Bonah, der im Halbfinale seinen Vereinskollegen Benno Schneider mit 15:10 ausgeschaltet hatte, sprang dabei erfolgreich für Max Hartung, Matyas Szabo und Benedikt Wagner in die Bresche. Das Trio aus dem Olympiakader war in Nürnberg ebenso wie der verletzte Richard Hübers nicht am Start, weil die nationalen Titelkämpfe genau zwischen den beiden Weltcup-Turnieren in Padua (Bronze für Hartung und Wagner) und Budapest (am kommenden Wochenende) ausgetragen wurden. Björn Hübner vereitelte dabei ein Bruderduell im Finale, setzte er sich doch im Halbfinale mit 15:14 gegen Luis Bonah durch. Der zwei Jahre ältere Bruder des Titelträgers belegte damit ebenso wie Benno Schneider Platz drei. In Robin Schrödter (6.) und Lorenz Kempf (7.) platzierten sich zwei weitere Dormagener unter den besten Acht.
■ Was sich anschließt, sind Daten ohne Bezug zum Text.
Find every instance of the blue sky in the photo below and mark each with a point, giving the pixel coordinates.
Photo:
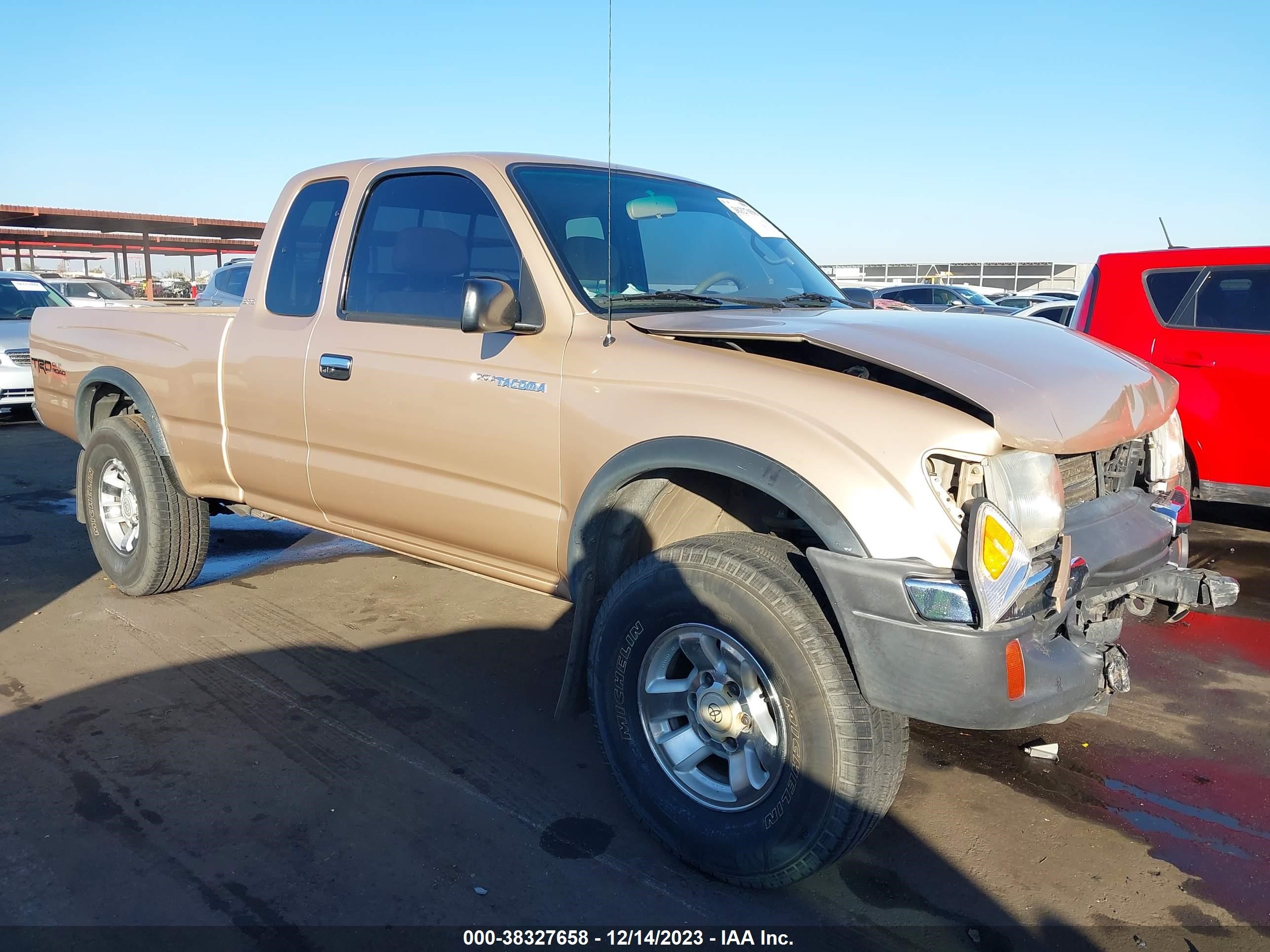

Im Finale des Mannschaftswettbewerbs lag der TSV Bayer Dormagen zwar von Beginn an gegen die TSG Eislingen in Führung, doch es blieb bis zum Schluss eng, ehe Raoul Bonah, Benno Schneider und Robin Schrödter nach einem 45:42 als Meister feststanden. Beim 45:28-Sieg im Halbfinale über den FC Tauberbischofsheim hatte Lorenz Kempf für Raoul Bonah im Team gestanden.

Bei den Damen kam es zum erwarteten Duell zwischen Dormagen und dem FC Würth Künzelsau mit einem unerwartet deutlichen Ausgang zugunsten des TSV Bayer: Anna Limbach, Judith Kusian und Larissa Eifler setzten sich mit 45:24 gegen Lisa Gette, Julika Funke und Anna-Lena Bürkert durch, nachdem sie zuvor den FC Tauberbischofsheim mit dem gleichen Ergebnis abgefertigt hatten.

Unerwartet deutlich deshalb, weil die Einzelkonkurrenz am Tag zuvor ganz im Zeichen des FC Würth Künzelsau gestanden hatte: Im Finale setzte sich Lisa Gette mit 15:11 gegen ihre Vereinskollegin Julika Funke durch. Gette hatte im Halbfinale Titelverteidigerin Anna Limbach mit 15:13 ausgeschaltet, die damit ebenso Platz drei belegte wie Ann-Sophie Kindler (TSG Eislingen), die mit 11:15 an Julika Funke scheiterte. Die drei Dormagenerinnen Lea Krüger, Larissa Eifler und Judith Kusian folgten auf den Plätzen fünf bis sieben.